Before the general election an unprecedented number of former Fianna Fáil stalwarts, under no illusions about how they were likely to fare, had retired. Consequently, Fianna Fáil did not field a sufficient number of candidates to form a Government, even if by some miracle every one of them had been elected. In the event, the overbearingly dominant political party since the foundation of the state lost a staggering fifty-eight seats and was able to return only twenty TDs to the Dáil.
When the presidential election began to appear on the horizon, Fianna Fáil was more than €2.1 million in debt and still limping along in the opinion polls. There was a heated debate within the party about whether anyone should be selected to run at all—a previously unthinkable prospect for Fianna Fáil. If, irrespective of the party’s dire financial state, the decision was ‘yes’, who on earth should it be? Indeed, given how the party was viewed by the country, who would be brave enough?
A number of senior Fianna Fáil politicians had let it be known that they would be available if called on by the party. Senator Mary White, owner of Lir Chocolates and wife of Padraic White, former managing director of the Industrial Development Authority and a policy adviser to the party, had previously expressed an interest in running.
The MEP for the Ireland South constituency, Brian Crowley, a hugely popular vote-winner throughout Munster, had a
lso made it clear that he was interested in running, long before the vote meltdown, in an interview on ‘The Late Late Show’.
Éamon Ó Cuív, a former Minister for the Gaeltacht and Minister for Social Protection, had an eye to destiny and history and was interested in holding the same office as his grandfather and the party’s founder, Éamon de Valera.
Another former minister, Mary Hanafin, was also considered a possible late entrant for a Fianna Fáil nomination.

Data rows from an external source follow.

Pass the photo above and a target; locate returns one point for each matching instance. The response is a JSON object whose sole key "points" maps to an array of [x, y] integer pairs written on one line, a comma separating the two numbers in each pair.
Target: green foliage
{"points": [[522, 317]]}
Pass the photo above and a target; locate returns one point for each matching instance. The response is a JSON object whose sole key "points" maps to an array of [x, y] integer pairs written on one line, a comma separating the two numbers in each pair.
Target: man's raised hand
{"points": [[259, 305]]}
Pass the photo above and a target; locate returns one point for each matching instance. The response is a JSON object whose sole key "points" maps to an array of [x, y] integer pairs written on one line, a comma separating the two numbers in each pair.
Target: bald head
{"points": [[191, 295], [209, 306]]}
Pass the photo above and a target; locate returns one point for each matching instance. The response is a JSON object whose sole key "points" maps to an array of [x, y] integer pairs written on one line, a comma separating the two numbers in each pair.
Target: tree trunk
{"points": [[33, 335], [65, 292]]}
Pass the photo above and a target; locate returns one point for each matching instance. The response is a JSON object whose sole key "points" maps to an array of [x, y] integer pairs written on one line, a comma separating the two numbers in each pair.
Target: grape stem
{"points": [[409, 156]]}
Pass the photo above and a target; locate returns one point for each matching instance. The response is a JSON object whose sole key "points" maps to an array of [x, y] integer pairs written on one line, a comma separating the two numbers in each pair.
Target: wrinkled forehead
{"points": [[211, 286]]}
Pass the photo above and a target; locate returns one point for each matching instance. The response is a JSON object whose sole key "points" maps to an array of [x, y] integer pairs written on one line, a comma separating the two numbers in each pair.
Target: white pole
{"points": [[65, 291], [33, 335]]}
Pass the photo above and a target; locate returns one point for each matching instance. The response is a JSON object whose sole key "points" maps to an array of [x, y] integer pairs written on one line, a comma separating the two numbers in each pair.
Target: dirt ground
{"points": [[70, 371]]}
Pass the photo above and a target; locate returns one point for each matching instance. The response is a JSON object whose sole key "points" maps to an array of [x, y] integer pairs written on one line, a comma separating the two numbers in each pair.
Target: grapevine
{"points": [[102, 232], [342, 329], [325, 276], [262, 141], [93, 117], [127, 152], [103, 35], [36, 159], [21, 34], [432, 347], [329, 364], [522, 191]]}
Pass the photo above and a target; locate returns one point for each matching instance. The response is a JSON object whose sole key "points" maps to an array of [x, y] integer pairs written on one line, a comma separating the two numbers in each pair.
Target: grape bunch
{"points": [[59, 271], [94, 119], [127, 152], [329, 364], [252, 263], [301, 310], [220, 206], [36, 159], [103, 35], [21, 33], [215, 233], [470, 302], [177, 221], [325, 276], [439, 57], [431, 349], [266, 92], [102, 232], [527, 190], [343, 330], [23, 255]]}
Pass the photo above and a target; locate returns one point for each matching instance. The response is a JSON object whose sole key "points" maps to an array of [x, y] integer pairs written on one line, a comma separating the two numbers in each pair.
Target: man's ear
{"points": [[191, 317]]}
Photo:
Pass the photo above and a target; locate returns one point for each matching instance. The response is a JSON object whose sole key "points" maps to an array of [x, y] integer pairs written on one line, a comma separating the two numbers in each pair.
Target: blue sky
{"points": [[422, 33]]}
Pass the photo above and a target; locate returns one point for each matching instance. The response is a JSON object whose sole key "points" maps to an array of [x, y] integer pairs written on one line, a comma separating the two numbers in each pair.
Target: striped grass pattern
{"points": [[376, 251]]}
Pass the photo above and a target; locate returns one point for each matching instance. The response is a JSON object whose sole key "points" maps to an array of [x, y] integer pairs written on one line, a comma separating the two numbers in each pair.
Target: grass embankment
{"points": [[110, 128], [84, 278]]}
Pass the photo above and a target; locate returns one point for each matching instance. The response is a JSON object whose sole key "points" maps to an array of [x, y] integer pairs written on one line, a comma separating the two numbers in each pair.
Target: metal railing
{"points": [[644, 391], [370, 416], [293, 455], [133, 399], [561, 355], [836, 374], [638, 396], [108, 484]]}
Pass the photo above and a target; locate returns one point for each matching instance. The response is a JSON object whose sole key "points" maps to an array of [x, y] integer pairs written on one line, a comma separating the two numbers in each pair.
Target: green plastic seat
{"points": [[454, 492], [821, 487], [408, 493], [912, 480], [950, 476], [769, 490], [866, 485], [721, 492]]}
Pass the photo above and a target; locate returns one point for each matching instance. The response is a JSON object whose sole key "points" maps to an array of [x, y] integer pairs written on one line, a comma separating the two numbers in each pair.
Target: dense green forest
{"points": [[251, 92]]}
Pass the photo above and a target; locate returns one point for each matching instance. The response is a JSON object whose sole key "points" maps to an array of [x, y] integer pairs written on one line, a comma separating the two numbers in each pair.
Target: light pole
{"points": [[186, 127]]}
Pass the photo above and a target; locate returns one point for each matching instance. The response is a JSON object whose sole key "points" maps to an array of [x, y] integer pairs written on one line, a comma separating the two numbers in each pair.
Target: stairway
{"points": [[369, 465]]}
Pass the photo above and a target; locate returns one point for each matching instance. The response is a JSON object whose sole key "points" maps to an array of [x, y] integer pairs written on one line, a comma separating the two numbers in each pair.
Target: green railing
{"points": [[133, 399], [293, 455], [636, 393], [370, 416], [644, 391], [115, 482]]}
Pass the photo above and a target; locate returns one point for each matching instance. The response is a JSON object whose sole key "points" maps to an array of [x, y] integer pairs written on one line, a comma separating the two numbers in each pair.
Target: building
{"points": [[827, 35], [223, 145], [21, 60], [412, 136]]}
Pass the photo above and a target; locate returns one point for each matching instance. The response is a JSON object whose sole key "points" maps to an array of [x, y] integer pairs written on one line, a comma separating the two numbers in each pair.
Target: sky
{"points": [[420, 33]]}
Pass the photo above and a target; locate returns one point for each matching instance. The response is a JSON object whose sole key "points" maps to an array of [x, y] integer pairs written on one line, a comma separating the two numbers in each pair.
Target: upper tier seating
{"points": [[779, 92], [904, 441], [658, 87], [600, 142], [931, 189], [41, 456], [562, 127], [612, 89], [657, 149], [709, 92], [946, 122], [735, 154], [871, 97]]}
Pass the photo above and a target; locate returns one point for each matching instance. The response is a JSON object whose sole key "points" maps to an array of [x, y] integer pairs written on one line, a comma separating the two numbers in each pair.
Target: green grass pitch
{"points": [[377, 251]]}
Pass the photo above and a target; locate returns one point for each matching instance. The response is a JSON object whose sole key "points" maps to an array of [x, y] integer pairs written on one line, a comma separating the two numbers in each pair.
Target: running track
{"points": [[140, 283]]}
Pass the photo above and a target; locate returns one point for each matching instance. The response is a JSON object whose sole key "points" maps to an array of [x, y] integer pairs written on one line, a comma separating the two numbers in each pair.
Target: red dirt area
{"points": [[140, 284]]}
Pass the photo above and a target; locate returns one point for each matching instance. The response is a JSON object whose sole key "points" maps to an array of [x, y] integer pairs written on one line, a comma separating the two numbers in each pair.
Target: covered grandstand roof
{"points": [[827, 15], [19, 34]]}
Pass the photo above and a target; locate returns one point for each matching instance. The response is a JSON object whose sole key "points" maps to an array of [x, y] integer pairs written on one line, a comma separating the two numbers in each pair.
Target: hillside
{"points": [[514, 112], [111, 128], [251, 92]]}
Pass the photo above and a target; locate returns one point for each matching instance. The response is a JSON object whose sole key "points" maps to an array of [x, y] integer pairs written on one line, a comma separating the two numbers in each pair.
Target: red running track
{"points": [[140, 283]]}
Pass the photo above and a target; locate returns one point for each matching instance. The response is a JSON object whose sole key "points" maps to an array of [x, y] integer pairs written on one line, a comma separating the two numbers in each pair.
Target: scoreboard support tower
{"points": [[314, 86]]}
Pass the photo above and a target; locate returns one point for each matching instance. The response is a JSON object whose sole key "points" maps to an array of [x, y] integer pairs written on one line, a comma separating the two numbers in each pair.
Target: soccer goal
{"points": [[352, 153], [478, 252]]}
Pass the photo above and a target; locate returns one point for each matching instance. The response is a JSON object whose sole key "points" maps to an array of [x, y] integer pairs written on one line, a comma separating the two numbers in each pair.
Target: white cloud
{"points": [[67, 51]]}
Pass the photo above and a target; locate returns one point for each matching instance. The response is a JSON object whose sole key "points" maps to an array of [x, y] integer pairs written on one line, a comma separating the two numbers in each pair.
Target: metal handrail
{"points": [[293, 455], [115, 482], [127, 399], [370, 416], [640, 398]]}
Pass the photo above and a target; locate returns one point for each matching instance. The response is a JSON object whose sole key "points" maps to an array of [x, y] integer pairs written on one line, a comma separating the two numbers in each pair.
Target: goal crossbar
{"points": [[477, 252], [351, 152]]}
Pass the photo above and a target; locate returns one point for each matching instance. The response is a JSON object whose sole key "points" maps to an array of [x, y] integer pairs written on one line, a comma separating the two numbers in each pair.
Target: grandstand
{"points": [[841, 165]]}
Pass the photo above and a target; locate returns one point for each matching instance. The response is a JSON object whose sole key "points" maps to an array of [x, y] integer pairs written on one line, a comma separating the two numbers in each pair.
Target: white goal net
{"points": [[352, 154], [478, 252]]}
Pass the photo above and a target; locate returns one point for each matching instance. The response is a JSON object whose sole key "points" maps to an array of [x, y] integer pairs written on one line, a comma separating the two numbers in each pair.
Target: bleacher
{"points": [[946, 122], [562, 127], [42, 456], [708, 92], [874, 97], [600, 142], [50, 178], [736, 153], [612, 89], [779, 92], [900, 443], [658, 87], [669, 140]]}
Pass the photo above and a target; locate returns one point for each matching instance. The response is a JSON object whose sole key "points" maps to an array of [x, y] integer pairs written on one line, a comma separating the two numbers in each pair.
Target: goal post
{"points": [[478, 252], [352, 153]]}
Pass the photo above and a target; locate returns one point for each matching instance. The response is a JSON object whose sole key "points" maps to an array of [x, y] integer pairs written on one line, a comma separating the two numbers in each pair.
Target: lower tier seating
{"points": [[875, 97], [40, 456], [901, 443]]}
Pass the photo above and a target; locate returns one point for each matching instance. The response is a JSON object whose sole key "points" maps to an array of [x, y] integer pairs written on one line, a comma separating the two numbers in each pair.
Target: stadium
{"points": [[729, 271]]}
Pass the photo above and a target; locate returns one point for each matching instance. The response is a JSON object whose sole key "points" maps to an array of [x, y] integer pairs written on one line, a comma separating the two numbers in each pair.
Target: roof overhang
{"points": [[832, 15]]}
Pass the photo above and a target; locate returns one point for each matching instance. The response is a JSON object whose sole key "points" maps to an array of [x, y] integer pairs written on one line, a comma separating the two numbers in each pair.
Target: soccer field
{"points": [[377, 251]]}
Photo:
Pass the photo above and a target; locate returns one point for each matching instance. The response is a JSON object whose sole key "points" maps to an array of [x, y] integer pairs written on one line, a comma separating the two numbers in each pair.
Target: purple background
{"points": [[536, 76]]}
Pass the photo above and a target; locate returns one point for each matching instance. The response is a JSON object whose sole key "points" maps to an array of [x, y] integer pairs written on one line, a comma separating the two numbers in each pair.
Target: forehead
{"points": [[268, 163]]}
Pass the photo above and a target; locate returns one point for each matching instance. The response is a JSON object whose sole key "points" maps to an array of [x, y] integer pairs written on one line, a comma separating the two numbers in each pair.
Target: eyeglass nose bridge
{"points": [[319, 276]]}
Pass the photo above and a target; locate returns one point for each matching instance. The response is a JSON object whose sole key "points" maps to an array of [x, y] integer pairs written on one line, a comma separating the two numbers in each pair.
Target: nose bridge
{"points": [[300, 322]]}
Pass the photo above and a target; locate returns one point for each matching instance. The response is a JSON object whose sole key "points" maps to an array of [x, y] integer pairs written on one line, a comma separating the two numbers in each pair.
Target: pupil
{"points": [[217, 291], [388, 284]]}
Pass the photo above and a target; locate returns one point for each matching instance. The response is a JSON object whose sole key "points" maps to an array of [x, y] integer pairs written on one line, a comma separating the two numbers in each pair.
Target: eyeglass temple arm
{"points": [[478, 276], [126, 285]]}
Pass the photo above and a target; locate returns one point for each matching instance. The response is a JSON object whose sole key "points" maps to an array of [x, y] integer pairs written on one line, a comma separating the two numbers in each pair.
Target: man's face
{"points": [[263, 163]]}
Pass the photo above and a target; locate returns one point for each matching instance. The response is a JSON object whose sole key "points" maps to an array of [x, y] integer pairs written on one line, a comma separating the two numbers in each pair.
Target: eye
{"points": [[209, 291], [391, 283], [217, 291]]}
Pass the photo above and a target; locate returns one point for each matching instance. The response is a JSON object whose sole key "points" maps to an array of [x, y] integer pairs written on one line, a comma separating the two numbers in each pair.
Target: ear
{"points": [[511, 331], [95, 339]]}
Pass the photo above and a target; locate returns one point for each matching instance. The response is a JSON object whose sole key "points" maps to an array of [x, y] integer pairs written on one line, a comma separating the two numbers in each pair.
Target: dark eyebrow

Until a sub-committee appointed by the leadership produced its report and recommendation on the presidential race, she would continue to figure in online debates and in media speculation.
Polling carried out privately by Fianna Fáil to test the public mood showed that even the party’s biggest vote-catcher, Brian Crowley, could gain only a 9 per cent approval, such was the hostility to the party. This surprisingly poor rating showed that he could not get elected.
However, publicly the party was reserving its position. After all, it was argued, Mary McAleese had been selected only five weeks before polling day in the last presidential election fourteen years earlier, and so there was time to consider and watch events unfold.
To the many members of the party who expressed their frustration on social media about the internal decision-making process it seemed that the party was dithering. Their frustration was further heightened when their comments, supposedly made in an internal and closed forum, were quoted in the media.
As the Dáil broke for the summer recess in July, Martin appointed a six-member parliamentary committee to consider the party’s options. It consisted of himself, Éamon Ó Cuív (Galway West), a potential candidate, Dara Calleary (Mayo), Niall Collins (Limerick), Timmy Dooley (Clare), Seán Ó Fearghail (Kildare South) and one senator, Darragh O’Brien (Malahide, Co. Dublin).